Tracking the teams

Every sled is equipped with a Global Positioning System

March 13, 2009 

Iditarod musher Ed Iten lists Kotzebue as his hometown, but only because it's the biggest population center near his remote ranch in Northwest Alaska.

The 56-year-old lives so far off the grid it's hard to imagine. He's a good day's hike from Kotzebue, a community of about 3,000. There isn't a stop light or Wal-Mart for hundreds of miles.

At his ranch, he raises Iditarod sled dogs and Icelandic horses with his wife and two teenagers. Their winter commute to town is by dogsled on a trail that traverses a wild and untamed land north of the Arctic Circle .

Born in Alaska, but raised in Minnesota, Iten returned north in 1973 because he wanted a secluded lifestyle. Time stands still, he said, when you live north of nowhere.

Now, if only he could stop the Iditarod Trail Sled Dog Race from spying on him with a satellite tracking device as if he were some sort of radio-collared animal.

Every dogsled traveling from Anchorage to Nome in the Iditarod this year is equipped with a GPS tracker, and Iten is one a handful of mushers who doesn't like it.

Iditarod officials, however, say the tracking is great for race fans.

It tipped a lot of them off to race leader Lance Mackey getting lost Friday. He fell asleep and his team wandered onto the wrong trail between Shageluk and Anvik.

The Iditarod contends being able to monitor this makes the race more interesting, but there is also a profit motive.

Iditarod charges fans to download the GPS intel obtained from IonEarth tracking devices. Race officials decided to start doing that after a free test run last year with 16 sleds proved wildly popular.

Iten happened to be one of the mushers picked to help test the popularity of the 30-ounce transmitters bolted to the sleds.

"I didn't care for it at all," he said. "It's just a big-brother thing."

Much to Iten's dismay, however, the tracking devices turned out entertaining for Internet sled-dog junkies - especially when four-time Iditarod winner Martin Buser's unit showed him zooming off the trail at 130 mph.

In reality, Buser had played a trick on the Idit-a-nation while serving his mandatory 24-hour layover in Cripple. As a joke, he handed his GPS to an Iditarod Air Force pilot bound back to McGrath.

Iten said the tracking devices took away some of the seclusion he enjoys on the trail.

"It took some personal pleasure away from being out there, doing your own thing - you weren't doing your own thing," he said. "Everybody was watching you."
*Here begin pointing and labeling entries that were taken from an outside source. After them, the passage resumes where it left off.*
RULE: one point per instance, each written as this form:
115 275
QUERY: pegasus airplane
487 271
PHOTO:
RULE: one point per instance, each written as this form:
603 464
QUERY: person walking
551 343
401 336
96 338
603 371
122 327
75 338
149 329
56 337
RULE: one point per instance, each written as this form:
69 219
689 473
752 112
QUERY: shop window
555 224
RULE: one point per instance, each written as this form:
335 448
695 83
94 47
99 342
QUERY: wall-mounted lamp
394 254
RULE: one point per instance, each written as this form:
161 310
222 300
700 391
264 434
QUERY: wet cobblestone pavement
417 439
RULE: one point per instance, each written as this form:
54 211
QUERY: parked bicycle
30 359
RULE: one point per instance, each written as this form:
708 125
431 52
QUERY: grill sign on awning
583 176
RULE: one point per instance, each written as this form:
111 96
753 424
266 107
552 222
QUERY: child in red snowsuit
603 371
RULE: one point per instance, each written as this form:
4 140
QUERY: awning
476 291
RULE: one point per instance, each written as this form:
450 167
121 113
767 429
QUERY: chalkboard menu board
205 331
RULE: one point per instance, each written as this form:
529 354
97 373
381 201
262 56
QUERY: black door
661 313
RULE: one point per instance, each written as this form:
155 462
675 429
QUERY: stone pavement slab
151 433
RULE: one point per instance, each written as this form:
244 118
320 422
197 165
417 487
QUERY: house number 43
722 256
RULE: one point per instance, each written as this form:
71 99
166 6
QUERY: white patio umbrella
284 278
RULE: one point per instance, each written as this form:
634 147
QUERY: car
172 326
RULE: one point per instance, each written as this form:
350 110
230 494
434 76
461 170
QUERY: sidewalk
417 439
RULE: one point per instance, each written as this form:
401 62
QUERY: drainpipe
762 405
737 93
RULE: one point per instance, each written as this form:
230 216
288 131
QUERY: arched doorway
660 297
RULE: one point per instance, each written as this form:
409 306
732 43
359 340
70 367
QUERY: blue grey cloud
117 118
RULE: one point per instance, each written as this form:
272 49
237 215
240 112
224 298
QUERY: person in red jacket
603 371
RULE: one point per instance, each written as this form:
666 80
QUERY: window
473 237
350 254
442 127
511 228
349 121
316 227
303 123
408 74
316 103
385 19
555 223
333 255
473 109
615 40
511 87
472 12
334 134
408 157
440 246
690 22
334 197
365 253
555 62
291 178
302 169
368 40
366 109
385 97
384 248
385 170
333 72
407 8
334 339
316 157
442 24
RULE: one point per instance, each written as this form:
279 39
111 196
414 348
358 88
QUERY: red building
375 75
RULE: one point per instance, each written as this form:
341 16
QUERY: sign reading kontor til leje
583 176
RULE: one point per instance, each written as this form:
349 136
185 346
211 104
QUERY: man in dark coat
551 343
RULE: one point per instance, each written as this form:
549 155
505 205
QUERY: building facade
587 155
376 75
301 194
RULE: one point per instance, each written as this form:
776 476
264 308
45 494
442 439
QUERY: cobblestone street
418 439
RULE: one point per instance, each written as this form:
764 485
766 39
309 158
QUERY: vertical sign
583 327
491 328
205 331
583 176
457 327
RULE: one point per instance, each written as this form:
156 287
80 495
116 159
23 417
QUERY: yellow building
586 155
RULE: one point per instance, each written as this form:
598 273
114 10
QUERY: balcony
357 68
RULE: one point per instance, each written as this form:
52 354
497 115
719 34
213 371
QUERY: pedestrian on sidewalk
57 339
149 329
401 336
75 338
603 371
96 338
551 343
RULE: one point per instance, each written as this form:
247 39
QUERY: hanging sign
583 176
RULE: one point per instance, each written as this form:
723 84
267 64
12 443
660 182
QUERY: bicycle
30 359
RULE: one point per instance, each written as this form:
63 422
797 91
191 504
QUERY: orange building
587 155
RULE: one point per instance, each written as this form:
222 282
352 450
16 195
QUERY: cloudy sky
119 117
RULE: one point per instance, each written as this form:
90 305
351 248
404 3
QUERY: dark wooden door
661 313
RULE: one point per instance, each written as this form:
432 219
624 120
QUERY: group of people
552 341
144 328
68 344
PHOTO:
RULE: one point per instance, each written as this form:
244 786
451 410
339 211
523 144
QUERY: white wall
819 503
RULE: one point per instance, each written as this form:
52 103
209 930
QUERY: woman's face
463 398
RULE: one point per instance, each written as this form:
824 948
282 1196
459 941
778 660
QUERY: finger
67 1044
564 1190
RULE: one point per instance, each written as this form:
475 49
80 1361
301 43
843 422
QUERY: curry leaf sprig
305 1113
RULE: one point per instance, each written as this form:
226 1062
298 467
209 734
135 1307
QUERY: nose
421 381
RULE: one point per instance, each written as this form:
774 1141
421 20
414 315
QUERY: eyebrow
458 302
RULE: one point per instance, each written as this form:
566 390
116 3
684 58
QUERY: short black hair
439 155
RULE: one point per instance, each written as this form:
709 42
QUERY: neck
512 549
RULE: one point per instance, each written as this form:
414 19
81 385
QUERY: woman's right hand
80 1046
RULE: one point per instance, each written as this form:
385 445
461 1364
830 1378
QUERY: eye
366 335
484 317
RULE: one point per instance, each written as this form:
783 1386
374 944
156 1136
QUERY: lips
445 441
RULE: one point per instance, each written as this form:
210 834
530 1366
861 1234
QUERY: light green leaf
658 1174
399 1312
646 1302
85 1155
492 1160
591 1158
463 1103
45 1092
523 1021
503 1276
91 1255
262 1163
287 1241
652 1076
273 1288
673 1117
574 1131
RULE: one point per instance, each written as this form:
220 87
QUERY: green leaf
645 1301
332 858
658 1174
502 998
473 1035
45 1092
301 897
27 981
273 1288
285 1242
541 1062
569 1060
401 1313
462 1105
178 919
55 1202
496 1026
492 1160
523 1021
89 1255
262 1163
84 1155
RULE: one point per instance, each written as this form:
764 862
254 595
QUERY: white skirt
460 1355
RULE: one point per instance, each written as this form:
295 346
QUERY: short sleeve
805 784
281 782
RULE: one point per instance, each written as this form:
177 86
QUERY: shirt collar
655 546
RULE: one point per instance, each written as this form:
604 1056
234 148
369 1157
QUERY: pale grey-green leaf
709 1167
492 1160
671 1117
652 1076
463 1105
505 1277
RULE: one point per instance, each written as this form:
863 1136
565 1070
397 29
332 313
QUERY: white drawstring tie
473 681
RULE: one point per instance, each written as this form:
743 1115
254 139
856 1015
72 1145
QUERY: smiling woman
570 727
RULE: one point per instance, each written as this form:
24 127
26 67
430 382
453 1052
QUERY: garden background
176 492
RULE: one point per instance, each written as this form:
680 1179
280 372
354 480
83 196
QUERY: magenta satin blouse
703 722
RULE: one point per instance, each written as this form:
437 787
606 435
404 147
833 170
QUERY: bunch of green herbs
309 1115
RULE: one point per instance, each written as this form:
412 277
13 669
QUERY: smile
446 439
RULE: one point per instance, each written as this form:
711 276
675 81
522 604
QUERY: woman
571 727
But that's the whole idea behind the concept, said Iditarod public relations director Chas St. George. Having everyone know where the mushers are helps turn the Last Great Race into a fan-friendly event.

"For the longest time, people didn't know what was going on out there," he said. "It's allowing everybody to view the race like never before. It's the kind of relationship that benefits the musher and the viewer."

The race, meanwhile, collects $19.95 for each individual subscription, $39.95 for classrooms and $99.95 for schools.

Melissa Linton, the principal at K-Beach Elementary School in Soldotna, said it's worth the money.

"All the teachers are so psyched," she said. "The topography and geography makes a really fun school-wide project."

The units also put Linton's mind at ease. She's the wife of Kasilof musher Bruce Linton, who he carried an experimental tracker last year. Melissa was able to check his progress every night.

If he had a few miles to go until reaching a checkpoint and it was late, she'd tell the computer "Goodnight, Bruce," and it turn off the light. When she woke in the morning, she'd flip on the computer to see what progress he'd made.

She liked that a lot better than calling Iditarod headquarters every 15 minutes to check on her husband's status like she did during his 2007 rookie run.

She can check easily and often now, but she can't use what she discovers to help her husband on the trail. It's against race rules to use the GPS and a phone to try to evaluate and counter another musher's race strategy. The rule relies on the honor system, but no one expects that to be a significant problem.

"For someone like me, who will never be in the top 10, it's not critical," Bruce Linton. "But it is huge for people like my wife."